The Help is an incredible film. It’s based upon the novel by Kathryn Stockett. I’ve heard good things about the book but I have so much on my plate right now that I knew I probably wouldn’t get around to reading it. That’s why I watched the film last night, and I am so glad I did.
There are very few films that resonate with me and leave me saying, “Wow, that was amazing!” This film did just that.
It’s set in Jackson, Mississippi in the 1960s amidst the beginnings of the Civil Rights Era. And although it is a period piece, it was almost like I was watching a science fiction film. I couldn’t believe the size of the houses that these small white families lived in back then. I couldn’t imagine myself living in such a large place and employing maids and nannies to keep my house tidy and raise my children. I couldn’t imagine inviting people into my house who I had no respect for and then treating them horribly as they did all the thankless tasks that needed to be done. But that is exactly how these black women were treated by their white employers.
I knew racism was huge back then, especially in the south. And I have heard about the separate drinking fountains for blacks and whites but I was shocked to see that the black help were not even allowed to use the washroom in the houses that they worked in.
One of the characters in the film, went so far as to draft a law that required a separate washroom to be built solely for the use of “the help.” It seems that most of the characters are silently complacent in the racist practices of the day. Fortunately, not all of them act in such outrageous ways.

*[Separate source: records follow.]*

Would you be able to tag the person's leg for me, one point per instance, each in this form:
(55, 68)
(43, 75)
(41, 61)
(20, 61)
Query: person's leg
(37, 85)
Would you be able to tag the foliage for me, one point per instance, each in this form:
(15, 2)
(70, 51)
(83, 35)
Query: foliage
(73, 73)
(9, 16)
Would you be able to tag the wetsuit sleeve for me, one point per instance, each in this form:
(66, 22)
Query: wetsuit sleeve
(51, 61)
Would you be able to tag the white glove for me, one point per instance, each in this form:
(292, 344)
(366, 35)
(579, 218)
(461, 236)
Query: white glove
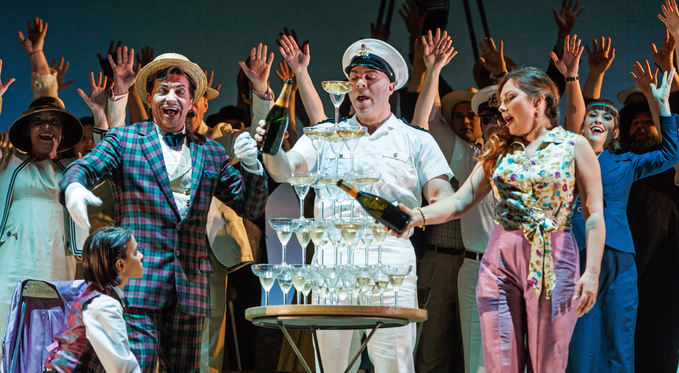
(77, 199)
(245, 148)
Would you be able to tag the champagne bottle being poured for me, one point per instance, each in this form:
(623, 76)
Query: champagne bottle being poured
(277, 122)
(378, 207)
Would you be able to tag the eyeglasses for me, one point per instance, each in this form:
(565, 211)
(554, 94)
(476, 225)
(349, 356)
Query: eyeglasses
(488, 119)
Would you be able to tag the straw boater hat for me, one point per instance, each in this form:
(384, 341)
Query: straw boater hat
(71, 129)
(166, 60)
(449, 101)
(377, 55)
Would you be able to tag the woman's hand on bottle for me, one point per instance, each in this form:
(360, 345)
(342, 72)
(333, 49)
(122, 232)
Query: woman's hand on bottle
(569, 63)
(586, 291)
(415, 221)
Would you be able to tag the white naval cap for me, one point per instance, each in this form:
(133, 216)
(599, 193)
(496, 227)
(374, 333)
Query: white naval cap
(378, 55)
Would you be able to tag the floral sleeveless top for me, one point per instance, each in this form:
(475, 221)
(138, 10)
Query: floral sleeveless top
(537, 194)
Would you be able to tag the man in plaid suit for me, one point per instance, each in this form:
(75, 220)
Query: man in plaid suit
(164, 177)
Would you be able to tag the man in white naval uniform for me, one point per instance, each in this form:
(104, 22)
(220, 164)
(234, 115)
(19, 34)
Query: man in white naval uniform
(410, 164)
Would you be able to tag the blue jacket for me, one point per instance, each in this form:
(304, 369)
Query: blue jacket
(618, 172)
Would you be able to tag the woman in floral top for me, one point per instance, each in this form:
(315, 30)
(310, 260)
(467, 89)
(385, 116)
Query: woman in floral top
(530, 291)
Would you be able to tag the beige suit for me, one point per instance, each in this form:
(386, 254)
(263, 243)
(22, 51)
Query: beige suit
(229, 242)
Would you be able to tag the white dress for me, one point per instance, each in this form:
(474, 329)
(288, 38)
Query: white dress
(33, 242)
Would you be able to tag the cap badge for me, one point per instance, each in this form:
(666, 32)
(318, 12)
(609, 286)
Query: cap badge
(363, 52)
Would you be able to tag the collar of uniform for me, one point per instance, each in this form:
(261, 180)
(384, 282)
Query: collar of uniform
(390, 124)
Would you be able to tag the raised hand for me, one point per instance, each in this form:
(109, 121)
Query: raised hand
(35, 38)
(103, 60)
(380, 31)
(645, 78)
(671, 19)
(145, 57)
(5, 85)
(569, 63)
(296, 59)
(414, 19)
(123, 70)
(566, 17)
(437, 54)
(210, 78)
(493, 59)
(601, 56)
(662, 93)
(285, 72)
(94, 101)
(664, 57)
(259, 69)
(61, 69)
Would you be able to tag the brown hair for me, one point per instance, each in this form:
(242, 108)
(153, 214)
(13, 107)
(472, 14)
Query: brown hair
(102, 249)
(535, 83)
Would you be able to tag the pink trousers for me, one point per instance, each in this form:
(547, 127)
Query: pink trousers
(518, 329)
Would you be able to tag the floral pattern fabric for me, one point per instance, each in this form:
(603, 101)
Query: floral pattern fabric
(537, 194)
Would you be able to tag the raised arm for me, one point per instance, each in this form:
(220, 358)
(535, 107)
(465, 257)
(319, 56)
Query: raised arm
(568, 65)
(33, 44)
(438, 51)
(124, 77)
(450, 207)
(98, 112)
(588, 180)
(645, 79)
(299, 62)
(599, 59)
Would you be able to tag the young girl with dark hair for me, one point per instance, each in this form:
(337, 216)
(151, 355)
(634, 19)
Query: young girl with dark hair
(95, 337)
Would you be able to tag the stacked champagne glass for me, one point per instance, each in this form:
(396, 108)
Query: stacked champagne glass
(339, 236)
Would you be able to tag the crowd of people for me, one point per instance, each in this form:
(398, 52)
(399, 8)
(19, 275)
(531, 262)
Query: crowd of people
(549, 245)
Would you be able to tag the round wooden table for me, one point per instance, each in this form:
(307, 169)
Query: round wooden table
(332, 317)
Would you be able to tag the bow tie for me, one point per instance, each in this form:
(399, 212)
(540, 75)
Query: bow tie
(174, 140)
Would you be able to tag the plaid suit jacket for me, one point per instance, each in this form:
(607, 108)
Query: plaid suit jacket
(176, 252)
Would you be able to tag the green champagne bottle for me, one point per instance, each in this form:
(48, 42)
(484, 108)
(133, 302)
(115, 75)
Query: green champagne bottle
(379, 208)
(277, 122)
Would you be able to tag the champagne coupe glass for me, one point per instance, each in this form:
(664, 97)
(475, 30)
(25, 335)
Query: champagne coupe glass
(330, 182)
(396, 274)
(351, 135)
(364, 181)
(381, 281)
(322, 193)
(337, 90)
(306, 289)
(303, 235)
(299, 273)
(285, 283)
(380, 234)
(318, 136)
(301, 181)
(283, 228)
(267, 274)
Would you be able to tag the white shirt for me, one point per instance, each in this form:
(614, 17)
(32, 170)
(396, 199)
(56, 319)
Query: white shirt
(405, 157)
(477, 224)
(107, 332)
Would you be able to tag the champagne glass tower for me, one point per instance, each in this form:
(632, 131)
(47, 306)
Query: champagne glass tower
(267, 274)
(337, 90)
(301, 182)
(283, 228)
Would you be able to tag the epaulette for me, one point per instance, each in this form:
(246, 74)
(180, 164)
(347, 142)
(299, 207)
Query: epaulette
(332, 120)
(414, 126)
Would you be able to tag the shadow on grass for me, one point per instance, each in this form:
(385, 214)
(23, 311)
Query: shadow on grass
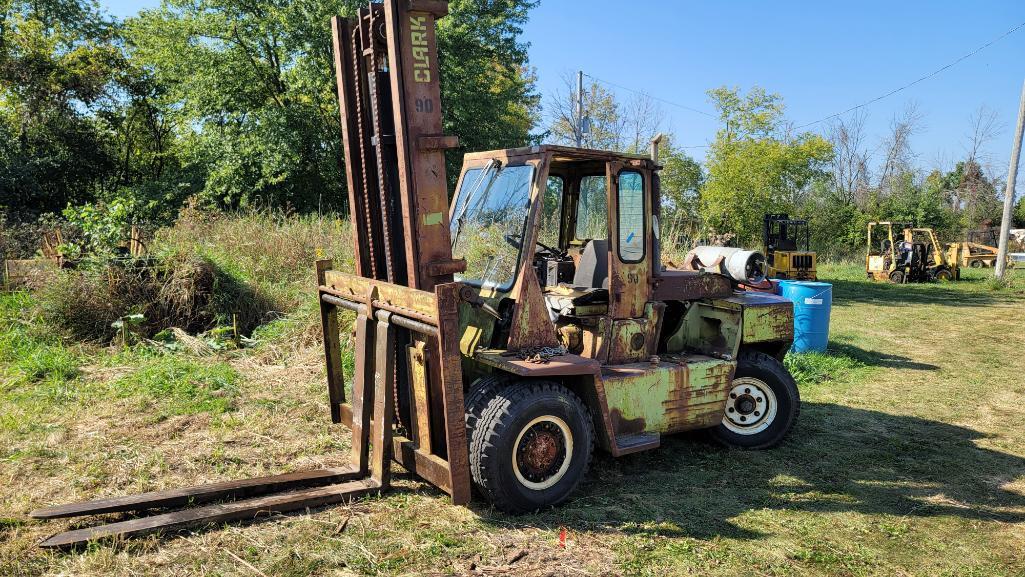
(969, 292)
(876, 359)
(837, 459)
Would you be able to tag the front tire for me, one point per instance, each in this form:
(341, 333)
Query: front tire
(530, 446)
(763, 404)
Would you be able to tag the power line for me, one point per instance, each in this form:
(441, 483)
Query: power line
(924, 78)
(670, 102)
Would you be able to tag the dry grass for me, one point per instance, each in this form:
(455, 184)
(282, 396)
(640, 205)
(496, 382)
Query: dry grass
(908, 459)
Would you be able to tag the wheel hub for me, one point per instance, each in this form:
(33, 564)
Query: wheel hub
(540, 451)
(750, 407)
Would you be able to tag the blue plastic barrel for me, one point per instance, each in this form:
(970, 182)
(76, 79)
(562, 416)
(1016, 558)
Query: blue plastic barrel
(812, 301)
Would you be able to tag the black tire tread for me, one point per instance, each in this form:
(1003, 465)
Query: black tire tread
(770, 364)
(492, 423)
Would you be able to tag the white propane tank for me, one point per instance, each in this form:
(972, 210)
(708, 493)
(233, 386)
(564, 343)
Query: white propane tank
(746, 266)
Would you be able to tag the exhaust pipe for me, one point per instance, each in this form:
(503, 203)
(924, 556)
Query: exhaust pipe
(742, 265)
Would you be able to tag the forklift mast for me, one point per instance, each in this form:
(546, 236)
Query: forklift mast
(390, 99)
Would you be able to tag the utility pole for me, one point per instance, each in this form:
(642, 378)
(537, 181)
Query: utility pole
(579, 130)
(1009, 193)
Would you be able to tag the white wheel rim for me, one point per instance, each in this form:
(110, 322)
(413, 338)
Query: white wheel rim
(750, 408)
(567, 436)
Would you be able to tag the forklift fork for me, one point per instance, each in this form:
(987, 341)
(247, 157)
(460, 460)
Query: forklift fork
(403, 295)
(370, 416)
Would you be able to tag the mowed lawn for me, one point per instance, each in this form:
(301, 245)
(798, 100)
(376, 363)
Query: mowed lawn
(908, 459)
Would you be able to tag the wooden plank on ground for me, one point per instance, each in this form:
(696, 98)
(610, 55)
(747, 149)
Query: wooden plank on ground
(200, 493)
(219, 512)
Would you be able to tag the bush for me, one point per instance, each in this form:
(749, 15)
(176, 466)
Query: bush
(185, 291)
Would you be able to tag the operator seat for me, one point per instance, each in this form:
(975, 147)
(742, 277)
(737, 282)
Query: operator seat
(592, 270)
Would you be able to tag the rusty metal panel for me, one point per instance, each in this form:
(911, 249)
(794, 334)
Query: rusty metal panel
(629, 339)
(416, 356)
(332, 348)
(363, 394)
(380, 462)
(563, 365)
(597, 339)
(532, 324)
(709, 328)
(691, 285)
(671, 396)
(420, 146)
(452, 401)
(767, 318)
(415, 303)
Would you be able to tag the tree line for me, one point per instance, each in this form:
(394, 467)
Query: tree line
(228, 104)
(232, 104)
(759, 163)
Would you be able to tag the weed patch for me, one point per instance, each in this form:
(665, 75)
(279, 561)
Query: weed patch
(176, 385)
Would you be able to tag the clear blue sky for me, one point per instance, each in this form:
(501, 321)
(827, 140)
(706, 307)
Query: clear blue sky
(822, 57)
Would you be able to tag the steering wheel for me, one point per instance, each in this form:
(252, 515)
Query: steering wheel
(517, 242)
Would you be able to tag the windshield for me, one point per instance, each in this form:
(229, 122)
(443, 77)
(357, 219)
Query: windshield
(488, 223)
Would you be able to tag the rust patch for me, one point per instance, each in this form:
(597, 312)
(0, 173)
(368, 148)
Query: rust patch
(626, 426)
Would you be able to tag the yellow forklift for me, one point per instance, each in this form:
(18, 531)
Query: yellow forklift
(786, 242)
(913, 256)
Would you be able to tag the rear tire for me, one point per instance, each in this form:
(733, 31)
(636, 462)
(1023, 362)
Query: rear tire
(763, 405)
(530, 446)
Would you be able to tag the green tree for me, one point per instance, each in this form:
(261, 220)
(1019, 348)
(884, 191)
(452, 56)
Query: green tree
(487, 85)
(755, 166)
(250, 90)
(58, 62)
(682, 178)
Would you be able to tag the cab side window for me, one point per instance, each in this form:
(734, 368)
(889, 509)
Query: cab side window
(592, 209)
(630, 216)
(551, 211)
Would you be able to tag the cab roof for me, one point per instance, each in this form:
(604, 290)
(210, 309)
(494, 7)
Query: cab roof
(566, 154)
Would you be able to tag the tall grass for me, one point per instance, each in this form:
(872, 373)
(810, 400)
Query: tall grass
(208, 270)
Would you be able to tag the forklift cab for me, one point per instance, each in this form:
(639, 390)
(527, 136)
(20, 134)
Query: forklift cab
(787, 248)
(570, 231)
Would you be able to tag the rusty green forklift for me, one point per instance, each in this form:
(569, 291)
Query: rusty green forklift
(501, 337)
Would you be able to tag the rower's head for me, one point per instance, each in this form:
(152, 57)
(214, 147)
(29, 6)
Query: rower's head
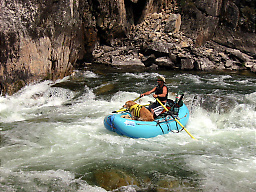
(160, 80)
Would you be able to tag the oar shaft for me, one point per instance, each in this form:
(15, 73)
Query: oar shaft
(175, 119)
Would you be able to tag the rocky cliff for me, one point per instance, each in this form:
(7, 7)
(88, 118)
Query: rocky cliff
(42, 39)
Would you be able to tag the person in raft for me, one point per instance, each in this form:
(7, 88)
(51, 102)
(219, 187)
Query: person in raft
(160, 92)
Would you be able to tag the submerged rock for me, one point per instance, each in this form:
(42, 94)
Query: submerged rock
(114, 179)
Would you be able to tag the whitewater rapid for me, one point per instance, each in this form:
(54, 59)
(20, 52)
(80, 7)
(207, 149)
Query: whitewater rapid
(53, 137)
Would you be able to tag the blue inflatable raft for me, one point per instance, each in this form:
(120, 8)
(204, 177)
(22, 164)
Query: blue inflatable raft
(146, 129)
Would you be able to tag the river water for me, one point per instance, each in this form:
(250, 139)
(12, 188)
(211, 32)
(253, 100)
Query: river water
(53, 138)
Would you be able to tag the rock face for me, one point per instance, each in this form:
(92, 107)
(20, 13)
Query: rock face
(48, 39)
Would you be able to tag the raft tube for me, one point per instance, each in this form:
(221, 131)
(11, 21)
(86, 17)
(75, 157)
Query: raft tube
(146, 129)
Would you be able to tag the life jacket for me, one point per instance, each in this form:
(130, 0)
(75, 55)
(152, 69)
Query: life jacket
(159, 90)
(136, 109)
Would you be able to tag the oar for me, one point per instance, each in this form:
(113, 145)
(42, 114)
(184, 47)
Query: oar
(175, 119)
(122, 109)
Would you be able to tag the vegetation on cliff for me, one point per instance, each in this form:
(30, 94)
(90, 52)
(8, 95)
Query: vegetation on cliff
(48, 39)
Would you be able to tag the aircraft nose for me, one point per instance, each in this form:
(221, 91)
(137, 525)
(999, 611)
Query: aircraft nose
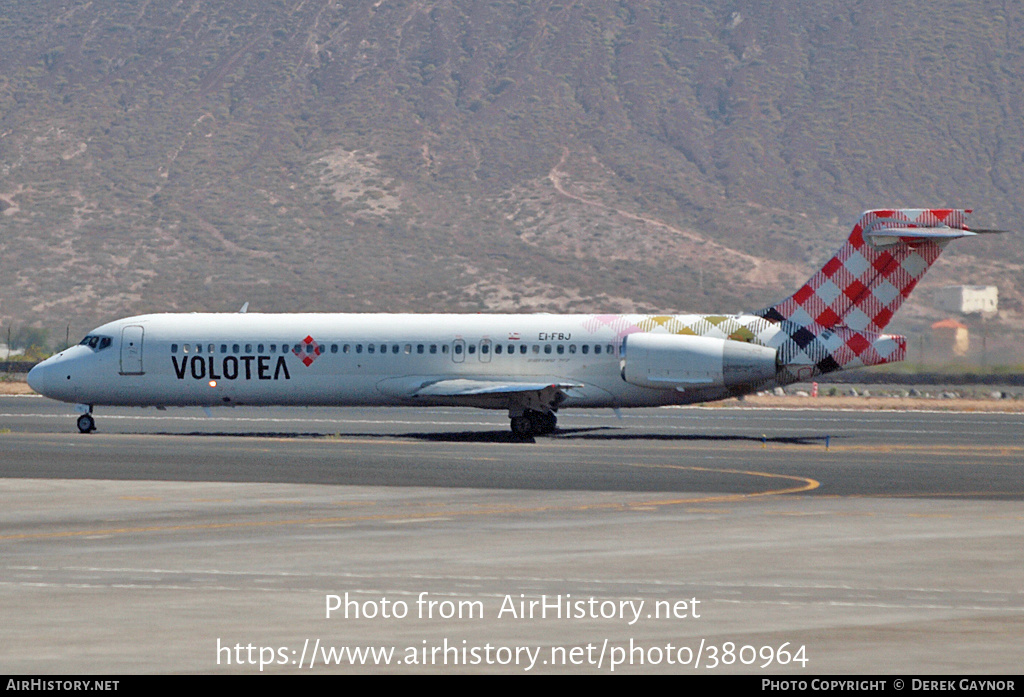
(39, 377)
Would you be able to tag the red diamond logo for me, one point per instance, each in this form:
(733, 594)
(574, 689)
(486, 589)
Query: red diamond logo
(307, 351)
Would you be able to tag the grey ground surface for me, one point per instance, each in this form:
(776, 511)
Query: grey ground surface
(863, 542)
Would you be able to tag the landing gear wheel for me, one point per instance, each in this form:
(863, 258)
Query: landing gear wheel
(86, 423)
(544, 422)
(522, 427)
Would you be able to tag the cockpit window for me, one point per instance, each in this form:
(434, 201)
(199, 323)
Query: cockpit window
(96, 343)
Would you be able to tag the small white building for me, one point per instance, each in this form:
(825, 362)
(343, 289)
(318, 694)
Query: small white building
(6, 352)
(969, 299)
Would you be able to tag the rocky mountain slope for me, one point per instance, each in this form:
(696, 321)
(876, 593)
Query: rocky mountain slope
(506, 156)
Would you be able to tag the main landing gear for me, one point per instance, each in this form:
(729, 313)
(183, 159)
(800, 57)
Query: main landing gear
(86, 423)
(534, 423)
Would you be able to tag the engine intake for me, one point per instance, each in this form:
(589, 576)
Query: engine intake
(679, 361)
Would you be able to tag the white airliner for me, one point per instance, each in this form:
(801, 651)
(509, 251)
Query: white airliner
(529, 364)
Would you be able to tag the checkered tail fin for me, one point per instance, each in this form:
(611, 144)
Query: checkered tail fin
(867, 279)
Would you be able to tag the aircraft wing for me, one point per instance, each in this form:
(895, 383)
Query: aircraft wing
(462, 387)
(478, 392)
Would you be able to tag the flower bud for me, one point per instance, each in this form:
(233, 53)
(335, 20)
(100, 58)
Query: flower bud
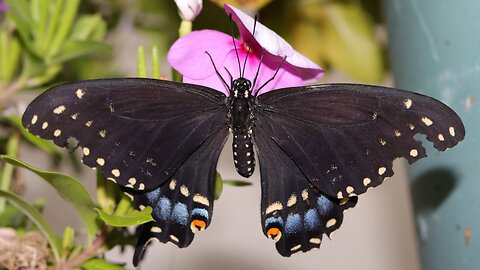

Skeeter, played by Emma Stone, returns how from college and is shocked to see that the woman that her family had employed for her entire life had been fired. When she tells her mother, “She raised me!” we can see the hurt in her mother’s eye. It’s as if she didn’t even know that “the help” had fulfilled her motherly duties and was loved by her own daughter for it.
Skeeter wants to be a writer and she has the brilliant idea to let “the help” finally speak for themselves. She wants to interview them for a book but is met with a lot of resistance. The white women who employ black maids and nannies don’t like the fact that Skeeter is being so friendly towards them. They don’t like her talking to them at all. The black women are also scared that they will be fired if anyone finds out (or even worse that they’ll be beaten or murdered.) It’s a scary time but Skeeter manages to compile some amazing and heartbreaking stories from “the help.”
This film, along with some of the things I’ve been reading lately have really opened my eyes to the racism that still exists today. I’d thought we’d come so far since the 1960s. I can’t believe how much of this stuff still goes on.
The tag line to the film says, “Change begins with a whisper.”
We need more change though. Racism is still here, and I hope this film and this book spark some real discussion about these issues. After watching the film, I really want to read the book. I’m added it to my “to read” pile.